WWW. What will work for me.   Well, I’m out in this miserable cold every day, off and on.   I’ve not been hiking or walking as much as I would like because I don’t want to break an ankle. But I am turning our thermostat down at night.   I wish I could get a PET scan and see how much brown fat I had stored up.

Pop Quiz

  1. Brown fat is what keeps animals warm in winter – that’s how the squirrels are staying alive right now (-8o). T or F


  1. Humans have brown fat? T or F

Also true. Especially just as we are born.
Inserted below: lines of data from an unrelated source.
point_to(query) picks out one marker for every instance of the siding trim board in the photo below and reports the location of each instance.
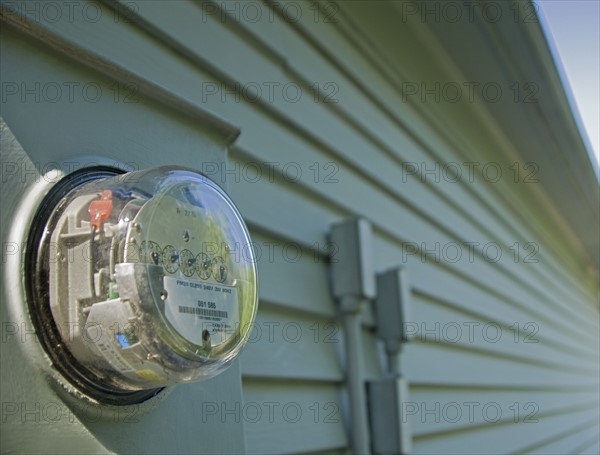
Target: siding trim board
(172, 50)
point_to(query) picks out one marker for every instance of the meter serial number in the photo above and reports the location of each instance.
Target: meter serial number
(205, 304)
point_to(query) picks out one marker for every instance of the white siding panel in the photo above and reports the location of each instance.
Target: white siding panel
(295, 357)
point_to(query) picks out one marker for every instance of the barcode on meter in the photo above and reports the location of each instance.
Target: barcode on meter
(202, 311)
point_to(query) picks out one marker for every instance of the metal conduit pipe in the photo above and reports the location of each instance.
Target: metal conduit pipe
(353, 284)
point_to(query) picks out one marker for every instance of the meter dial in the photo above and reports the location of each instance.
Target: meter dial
(203, 266)
(188, 263)
(170, 259)
(151, 253)
(219, 270)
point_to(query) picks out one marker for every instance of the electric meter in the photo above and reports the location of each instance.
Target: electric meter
(139, 281)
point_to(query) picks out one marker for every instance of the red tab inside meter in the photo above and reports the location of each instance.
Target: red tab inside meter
(100, 209)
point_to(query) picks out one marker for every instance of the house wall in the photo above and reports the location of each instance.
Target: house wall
(504, 356)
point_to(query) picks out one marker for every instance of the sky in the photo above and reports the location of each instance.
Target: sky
(572, 28)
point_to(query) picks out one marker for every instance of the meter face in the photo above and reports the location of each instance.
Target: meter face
(149, 277)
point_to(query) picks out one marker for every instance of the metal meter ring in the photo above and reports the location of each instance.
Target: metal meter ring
(137, 281)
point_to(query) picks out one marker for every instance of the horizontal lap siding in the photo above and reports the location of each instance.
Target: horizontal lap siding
(364, 138)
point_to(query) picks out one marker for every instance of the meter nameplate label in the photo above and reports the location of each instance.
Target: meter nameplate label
(195, 306)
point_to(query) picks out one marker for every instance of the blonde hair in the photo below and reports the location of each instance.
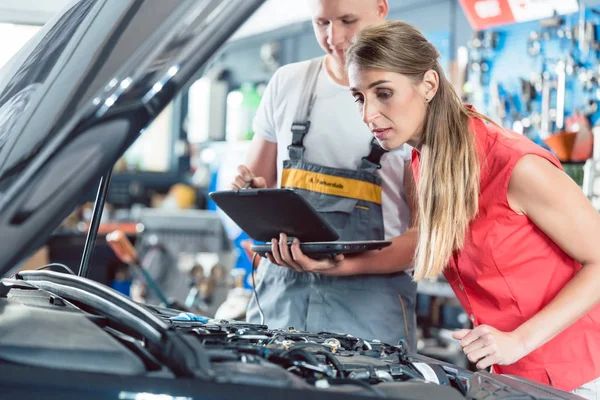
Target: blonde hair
(449, 173)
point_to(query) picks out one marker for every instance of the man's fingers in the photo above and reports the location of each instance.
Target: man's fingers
(238, 183)
(275, 252)
(286, 256)
(259, 182)
(245, 173)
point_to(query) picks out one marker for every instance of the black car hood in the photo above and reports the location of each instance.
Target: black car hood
(79, 93)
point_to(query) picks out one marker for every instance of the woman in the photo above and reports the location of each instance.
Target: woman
(512, 233)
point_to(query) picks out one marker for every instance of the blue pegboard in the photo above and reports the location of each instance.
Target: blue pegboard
(510, 62)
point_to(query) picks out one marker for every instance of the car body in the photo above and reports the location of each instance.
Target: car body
(71, 102)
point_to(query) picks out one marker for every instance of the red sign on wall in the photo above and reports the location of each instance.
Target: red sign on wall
(484, 14)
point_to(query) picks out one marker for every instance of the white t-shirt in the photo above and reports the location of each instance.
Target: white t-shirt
(337, 136)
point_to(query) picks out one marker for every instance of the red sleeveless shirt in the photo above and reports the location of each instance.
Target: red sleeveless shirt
(509, 269)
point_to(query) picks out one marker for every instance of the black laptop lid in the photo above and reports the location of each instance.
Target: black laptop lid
(265, 213)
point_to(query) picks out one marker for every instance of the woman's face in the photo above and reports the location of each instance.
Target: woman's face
(392, 105)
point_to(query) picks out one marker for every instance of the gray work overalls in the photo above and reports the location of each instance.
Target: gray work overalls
(367, 306)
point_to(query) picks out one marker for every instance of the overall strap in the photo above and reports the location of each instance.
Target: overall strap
(372, 162)
(301, 122)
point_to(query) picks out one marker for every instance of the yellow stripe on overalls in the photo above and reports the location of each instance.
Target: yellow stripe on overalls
(331, 184)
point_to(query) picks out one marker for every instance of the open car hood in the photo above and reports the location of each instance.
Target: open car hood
(79, 93)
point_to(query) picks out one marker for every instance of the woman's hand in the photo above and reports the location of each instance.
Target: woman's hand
(292, 257)
(486, 346)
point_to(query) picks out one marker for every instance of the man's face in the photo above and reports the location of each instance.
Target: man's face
(336, 22)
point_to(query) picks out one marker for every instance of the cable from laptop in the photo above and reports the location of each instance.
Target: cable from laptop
(262, 315)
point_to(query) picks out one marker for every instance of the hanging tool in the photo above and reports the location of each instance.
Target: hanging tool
(545, 125)
(560, 94)
(126, 253)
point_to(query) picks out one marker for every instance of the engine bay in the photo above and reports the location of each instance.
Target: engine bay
(56, 321)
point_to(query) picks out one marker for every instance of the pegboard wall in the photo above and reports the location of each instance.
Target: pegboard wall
(534, 77)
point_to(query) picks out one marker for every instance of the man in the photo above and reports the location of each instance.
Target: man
(307, 128)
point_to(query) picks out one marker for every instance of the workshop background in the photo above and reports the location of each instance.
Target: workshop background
(532, 65)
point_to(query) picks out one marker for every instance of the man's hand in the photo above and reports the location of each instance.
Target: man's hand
(486, 346)
(292, 257)
(246, 179)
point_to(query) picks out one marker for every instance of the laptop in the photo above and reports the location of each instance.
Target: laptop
(265, 213)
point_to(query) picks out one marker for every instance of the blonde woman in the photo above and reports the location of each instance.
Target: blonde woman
(512, 233)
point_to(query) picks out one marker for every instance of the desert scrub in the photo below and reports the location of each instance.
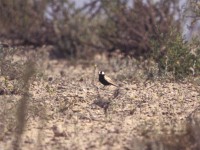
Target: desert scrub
(174, 54)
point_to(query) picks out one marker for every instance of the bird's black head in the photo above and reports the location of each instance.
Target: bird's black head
(101, 73)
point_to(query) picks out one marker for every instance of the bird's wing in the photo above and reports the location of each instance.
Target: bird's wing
(110, 80)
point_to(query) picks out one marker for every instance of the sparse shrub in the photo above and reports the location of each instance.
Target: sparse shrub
(176, 55)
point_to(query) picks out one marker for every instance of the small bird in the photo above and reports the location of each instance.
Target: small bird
(105, 80)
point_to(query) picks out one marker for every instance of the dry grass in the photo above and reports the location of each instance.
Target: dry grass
(66, 108)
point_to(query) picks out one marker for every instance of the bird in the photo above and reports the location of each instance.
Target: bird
(105, 80)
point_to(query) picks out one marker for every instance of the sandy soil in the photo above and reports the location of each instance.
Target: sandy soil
(70, 109)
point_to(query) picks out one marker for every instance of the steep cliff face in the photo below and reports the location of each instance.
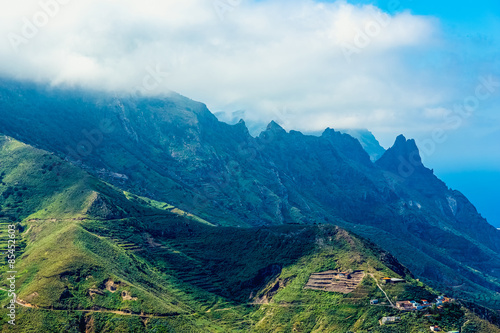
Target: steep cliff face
(174, 150)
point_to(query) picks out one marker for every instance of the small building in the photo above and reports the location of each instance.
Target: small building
(392, 280)
(405, 305)
(389, 320)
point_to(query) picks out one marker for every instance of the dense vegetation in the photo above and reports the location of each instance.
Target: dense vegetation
(93, 258)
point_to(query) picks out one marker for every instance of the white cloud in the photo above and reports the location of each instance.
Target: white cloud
(262, 57)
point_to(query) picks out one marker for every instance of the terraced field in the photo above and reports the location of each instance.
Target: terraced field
(335, 281)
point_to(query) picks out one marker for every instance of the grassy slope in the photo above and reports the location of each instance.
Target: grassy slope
(77, 233)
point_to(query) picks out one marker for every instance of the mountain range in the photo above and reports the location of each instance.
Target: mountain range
(182, 214)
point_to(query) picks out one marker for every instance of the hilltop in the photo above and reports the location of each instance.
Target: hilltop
(94, 258)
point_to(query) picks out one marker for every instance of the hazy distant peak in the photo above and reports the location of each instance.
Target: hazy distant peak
(368, 141)
(275, 127)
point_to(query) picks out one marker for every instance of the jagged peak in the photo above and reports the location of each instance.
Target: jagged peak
(403, 157)
(328, 131)
(275, 127)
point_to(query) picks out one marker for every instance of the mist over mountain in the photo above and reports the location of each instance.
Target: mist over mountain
(175, 150)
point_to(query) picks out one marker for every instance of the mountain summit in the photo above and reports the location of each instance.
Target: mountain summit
(174, 150)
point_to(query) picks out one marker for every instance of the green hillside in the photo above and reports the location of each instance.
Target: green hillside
(173, 150)
(92, 258)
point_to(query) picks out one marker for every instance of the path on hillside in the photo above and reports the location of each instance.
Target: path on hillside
(379, 287)
(118, 312)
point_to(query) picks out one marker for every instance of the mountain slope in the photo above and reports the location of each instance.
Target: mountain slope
(96, 259)
(174, 150)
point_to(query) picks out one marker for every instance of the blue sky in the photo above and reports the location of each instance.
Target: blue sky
(471, 161)
(307, 64)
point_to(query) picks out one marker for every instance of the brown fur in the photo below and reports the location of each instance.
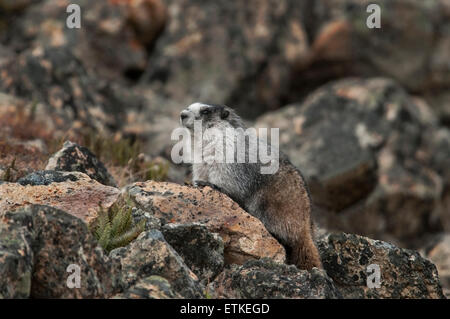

  1. Most of our brown fat is between our shoulder blades?   T or F

True, also around our torsos

  1. We can make more brown fat by being exposed to 60o temperature for 10 days.   T or F


  1. Brown fat has been proven to help us lose weight? T or F

False. Not proven yet, but very intruiging.

  1. As animals get obese, they make more brown fat? T or F

Also true. And stay warmer – as though they were trying to get rid of the extra fat.